Though my personal bias is often against government intervention, there is a legitimate role for regulators in the case of mergers of large companies. The reason isn't because corporations are evil or because our food supply is in danger -- as the conspiracy theorists warn -- but because one of the main functions of a democratic government in a capitalist society is to maintain a competitive environment. A lack of competition really does negatively impact prices and quality.

For proof, look at the American airline industry. Everybody hates it. It's so bad that politicians are discussing a new passenger bill of rights. Perhaps we wouldn't need one if there was more competition.

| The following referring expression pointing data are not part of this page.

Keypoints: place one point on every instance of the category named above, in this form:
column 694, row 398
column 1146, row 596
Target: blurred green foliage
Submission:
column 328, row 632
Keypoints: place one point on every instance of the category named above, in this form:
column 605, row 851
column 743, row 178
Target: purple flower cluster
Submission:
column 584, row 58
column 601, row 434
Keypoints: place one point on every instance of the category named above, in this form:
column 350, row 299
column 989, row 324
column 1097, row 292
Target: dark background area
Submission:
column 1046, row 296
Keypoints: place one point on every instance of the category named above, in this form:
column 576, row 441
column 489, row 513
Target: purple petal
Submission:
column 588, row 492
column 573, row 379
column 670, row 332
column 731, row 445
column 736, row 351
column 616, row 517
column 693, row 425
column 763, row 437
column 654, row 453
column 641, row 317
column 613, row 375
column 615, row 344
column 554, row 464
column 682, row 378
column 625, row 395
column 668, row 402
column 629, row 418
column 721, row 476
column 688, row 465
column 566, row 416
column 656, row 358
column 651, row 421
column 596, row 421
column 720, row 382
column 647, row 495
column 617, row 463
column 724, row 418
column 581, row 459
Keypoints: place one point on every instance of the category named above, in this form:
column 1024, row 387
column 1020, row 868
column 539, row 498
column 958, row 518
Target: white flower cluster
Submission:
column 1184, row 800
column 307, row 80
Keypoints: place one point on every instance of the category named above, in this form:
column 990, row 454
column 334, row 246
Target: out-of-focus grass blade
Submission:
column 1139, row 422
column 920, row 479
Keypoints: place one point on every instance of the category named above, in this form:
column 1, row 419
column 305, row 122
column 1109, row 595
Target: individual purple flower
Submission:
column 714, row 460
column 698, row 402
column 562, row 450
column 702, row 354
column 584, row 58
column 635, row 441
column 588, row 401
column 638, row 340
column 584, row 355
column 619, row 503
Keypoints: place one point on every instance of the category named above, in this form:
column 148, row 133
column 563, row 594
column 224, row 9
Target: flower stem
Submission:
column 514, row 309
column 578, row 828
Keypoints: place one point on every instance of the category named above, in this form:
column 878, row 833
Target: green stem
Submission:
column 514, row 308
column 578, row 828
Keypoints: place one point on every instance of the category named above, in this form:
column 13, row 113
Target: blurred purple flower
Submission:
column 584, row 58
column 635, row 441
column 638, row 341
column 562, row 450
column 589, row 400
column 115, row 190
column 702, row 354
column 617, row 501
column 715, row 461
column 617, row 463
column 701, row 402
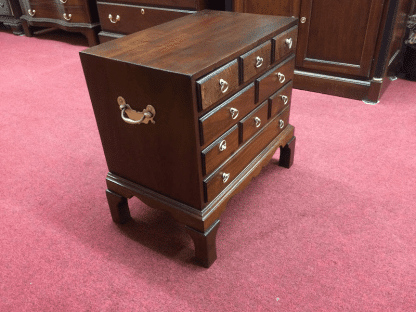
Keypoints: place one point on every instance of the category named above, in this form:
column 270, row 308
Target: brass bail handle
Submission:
column 134, row 117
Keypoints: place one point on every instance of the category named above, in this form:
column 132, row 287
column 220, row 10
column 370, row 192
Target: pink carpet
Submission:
column 336, row 232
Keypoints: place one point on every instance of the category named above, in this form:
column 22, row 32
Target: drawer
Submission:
column 127, row 19
column 274, row 79
column 253, row 122
column 221, row 178
column 222, row 117
column 281, row 99
column 217, row 85
column 255, row 61
column 285, row 43
column 218, row 152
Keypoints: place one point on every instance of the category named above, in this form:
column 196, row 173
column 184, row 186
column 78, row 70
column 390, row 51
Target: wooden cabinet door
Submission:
column 338, row 36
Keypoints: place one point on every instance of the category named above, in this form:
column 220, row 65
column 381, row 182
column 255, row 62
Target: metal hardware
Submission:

In April, after United beat up one of its passengers, The Economist argued that U.S. regulators allowed too many airline mergers. The EU happily blocks them, and this policy at least partially explains why flying on a European airline is a much more pleasant experience than flying on an American one. The article says:

This happy combination of low fares and reasonable service has a simple explanation: competition. American policymakers have presided over a wave of mergers in the past few years. The biggest four carriers in America between them now control 80% of the market, compared with just 48% a decade ago.

Mergers may be a great business decision, but they may not be great for society.

Should They or Shouldn't They?

Still, it is difficult to escape the suspicion that Monsanto's undeserved notoriety and Europe's antipathy toward GMOs are influencing EU regulators. The DuPont-Dow deal was worth $122 billion, but the Bayer-Monsanto deal is worth merely $57 billion. And if European lawmakers ban the cultivation of GMOs, then it's not clear what sort of competition they're worried about preserving.

If the EU is not distracted by politics and anti-GMO activists -- and if it is able to focus solely on the economic pros and cons of a merger -- it is engaging in appropriate regulatory oversight. But that's a big "if."